This is the html version of the file https://scriptwarp.com/dapj/2020_DAPJ_1_2/Kock_2020_DAPJ_1_2_MultiLevel.pdf. Google automatically generates html versions of documents as we crawl the web.
Tip: To quickly find your search term on this page, press Ctrl+F or ⌘-F (Mac) and use the find bar.
Multilevel analyses in PLS-SEM: An anchor-factorial with variation diffusion approach
Page 1
Data Analysis Perspectives Journal, 1(2), 1-6, July 2020
© ScriptWarp Systems, https://www.scriptwarp.com, page 1
Multilevel analyses in PLS-SEM:
An anchor-factorial with variation diffusion approach
Ned Kock
Texas A&M International University, USA
Abstract
A multilevel analysis, in the context of structural equation modeling via partial least squares
(PLS-SEM), can be seen as an analysis in which: (a) data is collected at the individual level from
multiple groups, and (b) group membership is expected to influence data analysis results.
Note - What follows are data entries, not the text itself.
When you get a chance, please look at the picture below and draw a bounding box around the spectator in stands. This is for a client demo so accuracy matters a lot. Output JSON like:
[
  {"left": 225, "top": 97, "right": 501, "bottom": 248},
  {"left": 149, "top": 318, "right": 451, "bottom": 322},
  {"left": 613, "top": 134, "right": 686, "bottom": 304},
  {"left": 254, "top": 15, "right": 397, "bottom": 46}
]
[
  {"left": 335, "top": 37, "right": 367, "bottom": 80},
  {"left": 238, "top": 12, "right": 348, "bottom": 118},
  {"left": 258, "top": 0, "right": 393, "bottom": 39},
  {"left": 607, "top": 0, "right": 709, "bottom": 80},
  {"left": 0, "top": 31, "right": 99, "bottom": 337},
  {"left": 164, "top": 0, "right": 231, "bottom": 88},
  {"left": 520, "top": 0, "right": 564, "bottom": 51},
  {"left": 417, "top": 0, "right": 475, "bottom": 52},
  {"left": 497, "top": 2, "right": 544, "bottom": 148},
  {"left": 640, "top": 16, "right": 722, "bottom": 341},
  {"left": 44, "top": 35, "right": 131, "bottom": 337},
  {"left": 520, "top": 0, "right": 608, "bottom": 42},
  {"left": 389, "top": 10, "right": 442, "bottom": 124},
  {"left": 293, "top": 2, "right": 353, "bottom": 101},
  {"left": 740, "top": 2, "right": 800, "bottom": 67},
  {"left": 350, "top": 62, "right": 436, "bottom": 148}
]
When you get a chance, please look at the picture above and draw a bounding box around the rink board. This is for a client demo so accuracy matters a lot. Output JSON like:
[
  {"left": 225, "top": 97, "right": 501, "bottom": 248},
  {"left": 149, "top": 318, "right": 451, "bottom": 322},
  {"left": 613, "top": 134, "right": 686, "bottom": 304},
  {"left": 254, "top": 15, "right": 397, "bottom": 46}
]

In this
paper we illustrate such an analysis employing WarpPLS, a leading PLS-SEM software tool. The
analysis employs an anchor-factorial with variation diffusion approach.
Keywords: Multilevel Analysis; Instrumental Variable, Structural Equation Modeling; Partial
Least Squares; WarpPLS.
Introduction
A multilevel analysis employing structural equation modeling via partial least squares (PLS-
SEM) is characterized by data being collected at the individual level from multiple groups,
where group membership is expected to influence data analysis results (Kock et al, 2017);
notably path coefficients. In this paper we exemplify and discuss such an analysis utilizing
WarpPLS 7.0 (Kock, 2020a; 2020b). The analysis employs an “anchor-factorial with variation
diffusion” approach (Kock, 2020a).
Illustrative model and data
Figure 1 shows the illustrative model that is used as a basis for our discussion. It contains four
latent variables: the degree to which individuals in a company uses task-specific technologies
(TU); the education level of the individuals (ED); the problem-solving ability of the individuals
(PS); and the job performance of the individuals (JP).
We employed the Monte Carlo simulation method (Kock, 2016) to create data: 300 cases, each
case referring to an individual in a company. The existence of three companies was assumed in
the data creation process, each of the companies representing a business area: farming,
manufacturing, and technology. That is, even though the unit of analysis is the individual, the
individuals came from three separate companies.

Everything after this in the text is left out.